International Journal of Cultic Studies ■ Vol. 6, 2015

[1] I presented this paper at the European Federation of Centres of Research and Information on Sectarianism (FECRIS), Copenhagen, Denmark (May 30, 2013). I presented an earlier version of the paper at the International Cultic Studies Association’s annual conference in Montreal, Canada on July 6, 2012.

[2]The terms Freemen and Freeman both occur in reference to these groups in the literature and common usage, and vary depending on local usage and history of the respective groups.

[3] MacNab (2011, p. 12) broke down the generational appeal of the different Freemen and Sovereign Citizen-related groups as follows: “Sovereigns over the age of 60 most likely joined the movement following a personal bankruptcy or argument with government tax collectors. Those in the 35 to 60 year old age group likely joined when they ran into trouble with a mortgage foreclosure or other debt problem. The youngest and newest recruits are either 1) children of sovereigns who were indoctrinated into this absurd belief system by their family, or 2) they were introduced to the belief system through an online conspiracy source such as the ‘9/11 Truth Movement.’ This last group believes that the Bush administration was secretly behind the tragic events of 911.”
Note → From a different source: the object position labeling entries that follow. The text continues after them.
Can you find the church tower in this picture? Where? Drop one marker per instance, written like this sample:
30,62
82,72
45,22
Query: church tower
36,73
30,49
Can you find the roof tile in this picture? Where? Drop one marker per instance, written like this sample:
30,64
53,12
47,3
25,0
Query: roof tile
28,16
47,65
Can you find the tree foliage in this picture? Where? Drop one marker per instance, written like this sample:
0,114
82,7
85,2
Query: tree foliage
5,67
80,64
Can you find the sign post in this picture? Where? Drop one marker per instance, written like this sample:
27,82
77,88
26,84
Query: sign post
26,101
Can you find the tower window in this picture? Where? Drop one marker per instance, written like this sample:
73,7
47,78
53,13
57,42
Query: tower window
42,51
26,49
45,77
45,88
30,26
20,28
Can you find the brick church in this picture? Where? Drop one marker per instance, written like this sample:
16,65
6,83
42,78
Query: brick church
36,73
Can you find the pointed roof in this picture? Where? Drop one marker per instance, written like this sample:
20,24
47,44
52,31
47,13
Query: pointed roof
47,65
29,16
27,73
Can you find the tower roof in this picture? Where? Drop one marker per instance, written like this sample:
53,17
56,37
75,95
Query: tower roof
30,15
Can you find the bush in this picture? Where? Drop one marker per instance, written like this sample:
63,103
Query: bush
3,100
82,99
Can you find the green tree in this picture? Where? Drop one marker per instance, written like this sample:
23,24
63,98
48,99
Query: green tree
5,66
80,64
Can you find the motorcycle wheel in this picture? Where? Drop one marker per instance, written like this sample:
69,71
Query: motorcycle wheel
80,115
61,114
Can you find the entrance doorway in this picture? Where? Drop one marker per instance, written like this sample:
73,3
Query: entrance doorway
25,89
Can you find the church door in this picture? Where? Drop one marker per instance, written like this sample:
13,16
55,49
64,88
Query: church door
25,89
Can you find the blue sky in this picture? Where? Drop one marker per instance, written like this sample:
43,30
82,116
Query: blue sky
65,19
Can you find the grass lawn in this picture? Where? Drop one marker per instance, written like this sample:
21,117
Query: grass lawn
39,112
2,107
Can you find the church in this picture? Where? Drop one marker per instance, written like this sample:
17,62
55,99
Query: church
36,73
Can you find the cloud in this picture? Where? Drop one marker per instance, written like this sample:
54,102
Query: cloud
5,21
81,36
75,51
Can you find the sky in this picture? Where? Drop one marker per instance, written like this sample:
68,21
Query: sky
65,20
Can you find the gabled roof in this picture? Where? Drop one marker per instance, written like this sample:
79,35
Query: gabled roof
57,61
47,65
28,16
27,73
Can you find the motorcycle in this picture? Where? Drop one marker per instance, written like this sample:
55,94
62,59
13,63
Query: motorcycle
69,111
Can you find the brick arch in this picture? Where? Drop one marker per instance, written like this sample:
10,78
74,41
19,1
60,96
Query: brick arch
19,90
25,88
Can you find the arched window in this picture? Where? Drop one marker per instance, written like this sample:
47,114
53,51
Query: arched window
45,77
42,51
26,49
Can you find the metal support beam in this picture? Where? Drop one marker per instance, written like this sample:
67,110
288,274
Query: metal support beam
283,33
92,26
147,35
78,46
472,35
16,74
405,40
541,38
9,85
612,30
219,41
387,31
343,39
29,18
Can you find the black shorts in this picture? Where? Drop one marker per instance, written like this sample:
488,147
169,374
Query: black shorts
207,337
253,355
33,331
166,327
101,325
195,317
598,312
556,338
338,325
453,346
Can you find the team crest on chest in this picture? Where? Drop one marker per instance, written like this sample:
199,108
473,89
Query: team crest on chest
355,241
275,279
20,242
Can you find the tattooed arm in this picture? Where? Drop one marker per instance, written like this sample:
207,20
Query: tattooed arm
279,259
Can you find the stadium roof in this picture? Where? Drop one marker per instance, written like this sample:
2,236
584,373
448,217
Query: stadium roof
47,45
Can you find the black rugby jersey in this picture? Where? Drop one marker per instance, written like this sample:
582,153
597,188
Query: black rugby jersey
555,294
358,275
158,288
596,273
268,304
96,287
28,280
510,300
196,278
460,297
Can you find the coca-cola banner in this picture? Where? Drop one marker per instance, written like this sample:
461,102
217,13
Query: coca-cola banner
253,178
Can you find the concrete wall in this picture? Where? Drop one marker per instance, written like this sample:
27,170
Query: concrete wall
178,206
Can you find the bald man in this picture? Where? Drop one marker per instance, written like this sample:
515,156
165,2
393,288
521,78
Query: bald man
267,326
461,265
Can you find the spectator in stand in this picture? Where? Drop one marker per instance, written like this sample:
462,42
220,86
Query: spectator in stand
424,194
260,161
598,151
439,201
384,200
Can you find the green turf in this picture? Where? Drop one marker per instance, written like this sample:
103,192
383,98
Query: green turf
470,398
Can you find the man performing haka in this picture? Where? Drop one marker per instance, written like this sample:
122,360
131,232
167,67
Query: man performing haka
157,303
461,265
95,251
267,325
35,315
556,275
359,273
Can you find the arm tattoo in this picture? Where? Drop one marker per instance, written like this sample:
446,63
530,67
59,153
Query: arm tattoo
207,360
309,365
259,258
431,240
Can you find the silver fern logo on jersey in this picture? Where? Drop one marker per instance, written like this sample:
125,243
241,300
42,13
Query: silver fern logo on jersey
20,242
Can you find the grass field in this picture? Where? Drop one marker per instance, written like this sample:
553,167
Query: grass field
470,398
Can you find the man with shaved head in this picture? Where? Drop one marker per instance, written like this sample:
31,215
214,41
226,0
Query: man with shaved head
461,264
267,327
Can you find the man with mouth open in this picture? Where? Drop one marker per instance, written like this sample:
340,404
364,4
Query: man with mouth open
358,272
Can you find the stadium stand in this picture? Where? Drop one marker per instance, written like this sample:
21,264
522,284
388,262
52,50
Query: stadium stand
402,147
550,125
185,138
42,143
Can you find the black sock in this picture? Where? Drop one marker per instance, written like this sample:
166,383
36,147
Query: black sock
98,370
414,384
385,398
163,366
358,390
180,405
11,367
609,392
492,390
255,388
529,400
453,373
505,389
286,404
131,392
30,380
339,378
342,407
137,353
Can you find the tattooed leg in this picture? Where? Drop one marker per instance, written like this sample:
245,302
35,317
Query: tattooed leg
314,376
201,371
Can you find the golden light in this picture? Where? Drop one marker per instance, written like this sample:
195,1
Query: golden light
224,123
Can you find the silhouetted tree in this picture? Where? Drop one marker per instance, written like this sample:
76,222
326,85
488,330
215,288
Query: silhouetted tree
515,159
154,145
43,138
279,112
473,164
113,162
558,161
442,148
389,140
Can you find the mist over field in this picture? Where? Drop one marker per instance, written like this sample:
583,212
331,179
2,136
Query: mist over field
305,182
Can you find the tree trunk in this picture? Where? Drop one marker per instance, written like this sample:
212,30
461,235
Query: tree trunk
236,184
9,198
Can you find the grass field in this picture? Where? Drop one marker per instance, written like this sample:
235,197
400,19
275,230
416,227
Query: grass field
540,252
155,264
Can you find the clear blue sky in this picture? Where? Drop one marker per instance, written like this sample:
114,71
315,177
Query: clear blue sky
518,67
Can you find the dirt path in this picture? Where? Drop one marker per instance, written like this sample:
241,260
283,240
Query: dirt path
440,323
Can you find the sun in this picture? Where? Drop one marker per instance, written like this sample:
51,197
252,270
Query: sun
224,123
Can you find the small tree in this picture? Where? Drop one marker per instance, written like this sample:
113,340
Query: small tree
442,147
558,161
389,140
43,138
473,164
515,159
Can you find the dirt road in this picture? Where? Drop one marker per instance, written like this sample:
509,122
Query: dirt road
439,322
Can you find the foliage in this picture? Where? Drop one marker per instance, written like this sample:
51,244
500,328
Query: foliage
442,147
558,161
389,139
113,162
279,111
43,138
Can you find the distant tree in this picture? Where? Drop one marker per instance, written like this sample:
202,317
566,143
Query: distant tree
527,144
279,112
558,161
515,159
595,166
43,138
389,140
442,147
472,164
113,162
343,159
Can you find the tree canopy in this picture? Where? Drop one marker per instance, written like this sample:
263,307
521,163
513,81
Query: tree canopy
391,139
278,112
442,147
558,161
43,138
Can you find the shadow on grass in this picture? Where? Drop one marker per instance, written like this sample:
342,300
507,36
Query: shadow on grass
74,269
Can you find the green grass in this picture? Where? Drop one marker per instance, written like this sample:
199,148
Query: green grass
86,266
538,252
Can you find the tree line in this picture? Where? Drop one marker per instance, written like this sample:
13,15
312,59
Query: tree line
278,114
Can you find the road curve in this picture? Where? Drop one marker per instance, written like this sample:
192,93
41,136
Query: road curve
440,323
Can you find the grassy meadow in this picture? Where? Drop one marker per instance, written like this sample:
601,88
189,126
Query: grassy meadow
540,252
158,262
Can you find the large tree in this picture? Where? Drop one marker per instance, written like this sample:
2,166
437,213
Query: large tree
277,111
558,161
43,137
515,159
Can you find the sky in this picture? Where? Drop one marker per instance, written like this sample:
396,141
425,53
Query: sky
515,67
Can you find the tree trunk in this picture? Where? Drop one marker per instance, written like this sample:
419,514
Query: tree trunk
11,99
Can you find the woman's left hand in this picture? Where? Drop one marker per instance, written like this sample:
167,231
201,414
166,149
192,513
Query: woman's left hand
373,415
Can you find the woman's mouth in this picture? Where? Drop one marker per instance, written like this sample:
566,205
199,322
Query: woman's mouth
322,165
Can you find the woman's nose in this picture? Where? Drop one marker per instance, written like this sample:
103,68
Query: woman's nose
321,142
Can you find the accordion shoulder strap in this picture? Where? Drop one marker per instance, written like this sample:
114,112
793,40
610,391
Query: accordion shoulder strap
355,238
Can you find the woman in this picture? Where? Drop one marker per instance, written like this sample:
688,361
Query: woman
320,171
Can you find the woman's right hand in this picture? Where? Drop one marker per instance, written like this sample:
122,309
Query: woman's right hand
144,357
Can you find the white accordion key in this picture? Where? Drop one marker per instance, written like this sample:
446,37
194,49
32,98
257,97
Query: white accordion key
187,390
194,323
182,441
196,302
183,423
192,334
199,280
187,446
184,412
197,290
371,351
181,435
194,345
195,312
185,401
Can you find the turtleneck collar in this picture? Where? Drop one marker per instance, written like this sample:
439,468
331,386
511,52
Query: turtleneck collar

[4] “The Moorish Nation is a collection of sovereign citizen organizations, espousing the Islam religion, from the Moorish Science Temple of America…. These organizations make up what members refer to as the ‘Moorish Divine and National Movement of the World.’ Members consider themselves a free people under English ‘common law.’ Members of the Moorish Nation use this perceived immunity to justify refusal to pay taxes, buy auto insurance, and defraud banks” (ROCIC Special Research Report, 2009, p. 2).

[5] I cannot find any information on this group other than a passing reference to it that implies it borrows from “various New Age philosophies” (Anti-Defamation League, 2005, p. 7).
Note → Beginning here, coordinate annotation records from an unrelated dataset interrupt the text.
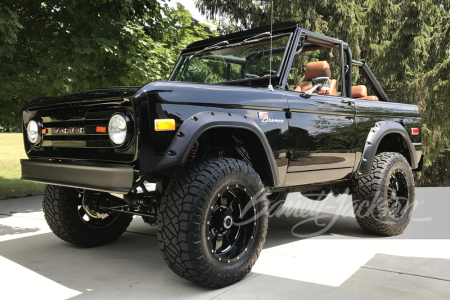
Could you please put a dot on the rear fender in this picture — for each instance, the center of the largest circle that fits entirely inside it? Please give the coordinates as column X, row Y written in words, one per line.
column 376, row 134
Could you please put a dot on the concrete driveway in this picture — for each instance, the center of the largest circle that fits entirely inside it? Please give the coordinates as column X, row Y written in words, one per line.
column 315, row 250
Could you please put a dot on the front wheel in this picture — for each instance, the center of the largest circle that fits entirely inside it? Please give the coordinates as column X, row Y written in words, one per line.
column 213, row 221
column 384, row 201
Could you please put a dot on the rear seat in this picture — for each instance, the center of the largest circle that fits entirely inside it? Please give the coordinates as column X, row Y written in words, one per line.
column 360, row 92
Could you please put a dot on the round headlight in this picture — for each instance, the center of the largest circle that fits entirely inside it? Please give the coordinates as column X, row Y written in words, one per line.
column 117, row 129
column 32, row 132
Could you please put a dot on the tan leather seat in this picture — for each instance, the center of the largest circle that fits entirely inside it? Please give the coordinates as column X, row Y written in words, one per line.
column 360, row 92
column 314, row 70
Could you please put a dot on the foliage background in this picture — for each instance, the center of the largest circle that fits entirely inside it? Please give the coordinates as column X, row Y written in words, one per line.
column 58, row 47
column 405, row 42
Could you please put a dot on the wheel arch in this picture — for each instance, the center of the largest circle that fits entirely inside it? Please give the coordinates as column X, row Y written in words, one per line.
column 205, row 124
column 384, row 137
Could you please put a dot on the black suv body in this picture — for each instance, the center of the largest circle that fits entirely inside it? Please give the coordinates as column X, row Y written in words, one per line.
column 293, row 140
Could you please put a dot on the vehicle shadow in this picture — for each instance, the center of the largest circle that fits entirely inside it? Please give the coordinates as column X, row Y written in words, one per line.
column 132, row 266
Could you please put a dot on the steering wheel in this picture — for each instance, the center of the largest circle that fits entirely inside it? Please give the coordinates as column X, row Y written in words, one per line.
column 268, row 72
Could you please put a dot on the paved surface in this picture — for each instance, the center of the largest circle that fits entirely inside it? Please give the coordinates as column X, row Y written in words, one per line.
column 316, row 252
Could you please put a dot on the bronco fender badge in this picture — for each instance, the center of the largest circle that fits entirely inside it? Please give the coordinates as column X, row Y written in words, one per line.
column 264, row 116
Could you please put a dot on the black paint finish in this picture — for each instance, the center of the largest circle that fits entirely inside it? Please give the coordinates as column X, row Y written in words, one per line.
column 306, row 141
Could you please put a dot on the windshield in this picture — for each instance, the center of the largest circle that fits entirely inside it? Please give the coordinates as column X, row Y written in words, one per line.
column 241, row 61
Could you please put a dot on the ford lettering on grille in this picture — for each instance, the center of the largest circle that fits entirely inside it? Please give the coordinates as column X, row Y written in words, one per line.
column 68, row 130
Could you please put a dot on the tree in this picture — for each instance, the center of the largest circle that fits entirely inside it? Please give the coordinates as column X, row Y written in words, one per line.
column 58, row 47
column 406, row 44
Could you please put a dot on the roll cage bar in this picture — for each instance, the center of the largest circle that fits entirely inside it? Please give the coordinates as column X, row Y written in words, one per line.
column 309, row 41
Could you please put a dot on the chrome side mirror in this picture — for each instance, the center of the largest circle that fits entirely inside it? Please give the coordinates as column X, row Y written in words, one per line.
column 319, row 84
column 322, row 82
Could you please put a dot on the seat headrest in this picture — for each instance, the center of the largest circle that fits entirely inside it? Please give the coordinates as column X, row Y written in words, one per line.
column 359, row 91
column 317, row 69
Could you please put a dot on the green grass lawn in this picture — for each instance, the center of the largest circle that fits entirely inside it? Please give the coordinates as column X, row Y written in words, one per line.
column 11, row 151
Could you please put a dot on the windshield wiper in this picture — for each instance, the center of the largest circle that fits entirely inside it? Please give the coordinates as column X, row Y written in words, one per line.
column 215, row 46
column 255, row 37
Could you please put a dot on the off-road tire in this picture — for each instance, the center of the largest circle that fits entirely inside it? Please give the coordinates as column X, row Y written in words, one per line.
column 370, row 197
column 276, row 202
column 60, row 207
column 182, row 220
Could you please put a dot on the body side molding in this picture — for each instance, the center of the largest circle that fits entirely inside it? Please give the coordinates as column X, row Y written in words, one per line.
column 376, row 134
column 191, row 130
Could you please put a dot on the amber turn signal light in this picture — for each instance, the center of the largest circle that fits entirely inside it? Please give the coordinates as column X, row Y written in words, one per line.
column 164, row 124
column 100, row 129
column 414, row 131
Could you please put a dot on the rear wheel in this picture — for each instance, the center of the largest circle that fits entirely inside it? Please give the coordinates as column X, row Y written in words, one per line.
column 75, row 218
column 213, row 221
column 384, row 201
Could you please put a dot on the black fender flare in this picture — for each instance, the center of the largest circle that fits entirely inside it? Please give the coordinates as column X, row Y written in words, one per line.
column 373, row 140
column 192, row 129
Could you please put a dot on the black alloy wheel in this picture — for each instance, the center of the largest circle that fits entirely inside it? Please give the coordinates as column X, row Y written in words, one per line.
column 231, row 229
column 213, row 221
column 384, row 201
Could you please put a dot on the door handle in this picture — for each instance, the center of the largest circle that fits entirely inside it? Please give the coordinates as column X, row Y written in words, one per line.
column 348, row 101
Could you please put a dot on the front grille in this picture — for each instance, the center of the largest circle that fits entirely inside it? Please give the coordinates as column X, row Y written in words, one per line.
column 71, row 134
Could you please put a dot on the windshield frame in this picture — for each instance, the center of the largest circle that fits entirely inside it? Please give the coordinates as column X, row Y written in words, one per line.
column 180, row 63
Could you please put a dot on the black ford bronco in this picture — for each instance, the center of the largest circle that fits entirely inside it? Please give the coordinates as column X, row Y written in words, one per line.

[6] The Washitaw Nation/Empire “emerged in Louisiana and Texas in the mid-1990s and was most popular during that decade. It is one of several sovereign citizen groups that are essentially Moorish in nature but also claim ‘native’ status. Washitaw members claim they are descendants of the ancient mound-builders of the Mississippi Valley. Members have created license plates, diplomatic identification cards and similar fictitious sovereign citizen documents” (Anti-Defamation League, 2010, p. 23, see p. 28 on the fictitious tribe, the Little Shell Pembina Band of North America, that both American and Canadian authorities shut down for running a pyramid scheme). Sovereign Citizens exist within the Asian, Hispanic, and native Hawaiian communities (Anti-Defamation League, 2010, p. 11).

[7] As worded, one might get the incorrect impression that the original Moorish Nation Temple of Science (soon called the Moorish Science Temple of America) was an offshoot of the Nation of Islam/Black Muslims. It was not, although it began only a few years before the Nation of Islam’s founding and held to similar goals. “The Moorish Science Temple of America (originally the Moorish Temple of Science) was organized in 1925 in Chicago and was legally incorporated in Illinois on November 29, 1926. Noble Drew Ali (born Timothy Drew, d. 1929) was the founding prophet and ultimate authority of the movement…. In Ali’s teachings, Islam became a means by which black Americans could strip themselves of the stigma associated with the color of their skin so that they could play a greater role in society” (GhaneaBassiri, 2010, p. 218–219. Regarding the Black Muslims, a man "known variously as David Ford, Wallace D. Fard, and Fard Muhammad, went to Detroit in 1930 where he began to preach his own version of Islam. This led to the formation of the Nation of Islam” (GhaneaBassiri, 2010, p. 223).

[8] I have no illusions, however, about how difficult it may be to obtain firsthand accounts. A graduate student of mine attempted to solicit anonymous information from people who posted in an online Freemen chat group, and only one person sent her detailed information.

[9] For an example of a Freemen/Sovereign Citizens movement in Germany called the Reich Citizens’ movement or the Provisional Government of the German Reich, see Carlhoff, 2013.